Auch die Krankenkassen versuchen, ihren Mitgliedern die Angst vor der vermeintlichen Quälerei beim - im Idealfall vorbeugenden - Rückentraining zu nehmen. "Training soll Spaß machen, deshalb sind der richtige Trainingsaufbau und die optimale individuelle Belastung besonders wichtig", weiß Marco Lüders, Gesundheitsexperte der Barmer in Hamburg. Grundsätzlich tun viele sportliche Bewegungsformen von Schwimmen bis Pilates dem Rücken gut.
Die Experten der Barmer haben eine Liste zusammengestellt, welche Trainingsinhalte für positive Effekte sorgen:
- Aufwärmen: Der Körper wird auf die Belastungen vorbereitet und so das Verletzungsrisiko gesenkt.

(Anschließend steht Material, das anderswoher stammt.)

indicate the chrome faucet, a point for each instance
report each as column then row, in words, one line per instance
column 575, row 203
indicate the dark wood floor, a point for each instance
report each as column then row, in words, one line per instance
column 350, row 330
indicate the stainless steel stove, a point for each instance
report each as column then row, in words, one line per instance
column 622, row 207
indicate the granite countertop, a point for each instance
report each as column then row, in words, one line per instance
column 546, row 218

- Verbesserung der Körperwahrnehmung: Dauerfehlhaltungen werden vom Gehirn als normal interpretiert. Darum ist es wichtig, wieder ein Gefühl für den Körper zu bekommen.
- Verbesserung der Beweglichkeit: Durch ausreichende Beweglichkeit kann rückengerechtes Verhalten erlernt und durchgeführt werden.

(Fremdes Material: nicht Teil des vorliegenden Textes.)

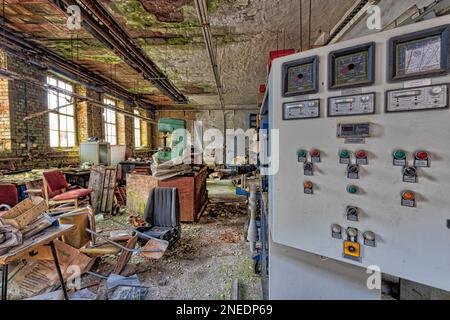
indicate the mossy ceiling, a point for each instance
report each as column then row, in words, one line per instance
column 168, row 31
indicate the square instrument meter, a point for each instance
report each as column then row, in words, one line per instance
column 301, row 77
column 419, row 55
column 352, row 67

- Muskeldehnung: Ein elastischer Muskel ist weniger verletzungsanfällig. Ebenso fördert eine gedehnte Muskulatur die Beweglichkeit der Wirbelsäule und beugt starkem Verschleiß durch starre Fehlhaltung vor.
- Verbesserung der Koordination: Eine gute Koordination der Bewegung trägt dazu bei, Muskelverspannungen und einseitigen Belastungen vorzubeugen.
- Krafttraining: Gezieltes und dosiertes Krafttraining kräftigt die Rücken- und Bauchmuskulatur, diese wiederum stabilisiert die Wirbelsäule.
Welches Programm für Ihren Rücken geeignet ist, sollten Sie unbedingt mit einem Sportmediziner oder Orthopäden klären. Fangen Sie damit frühzeitig an - bevor der Schmerz übermächtig wird. "Wichtig dabei ist, dass die gezielte Kräftigung der Muskulatur immer mit Dehnung kombiniert wird", erklärt Physiotherapeutin Magnussen. So sei es etwa beim Hohlkreuz erforderlich, die Bauchmuskulatur zu stärken, zugleich aber den Gegenspieler, nämlich die Rückenmuskeln, zu dehnen, damit die verkürzten Muskeln am Rücken die Person nicht wieder in die Fehlstellung fallen lassen. Zugleich sollte unbedingt die Mikromuskulatur des Rückens trainiert werden. Durch gezielte Diagnose und systematisches Training ließen sich die meisten Rückenbeschwerden beheben - lautet Magnussens frohe Botschaft. Also dann: Stärken Sie sich doch mal selbst den Rücken!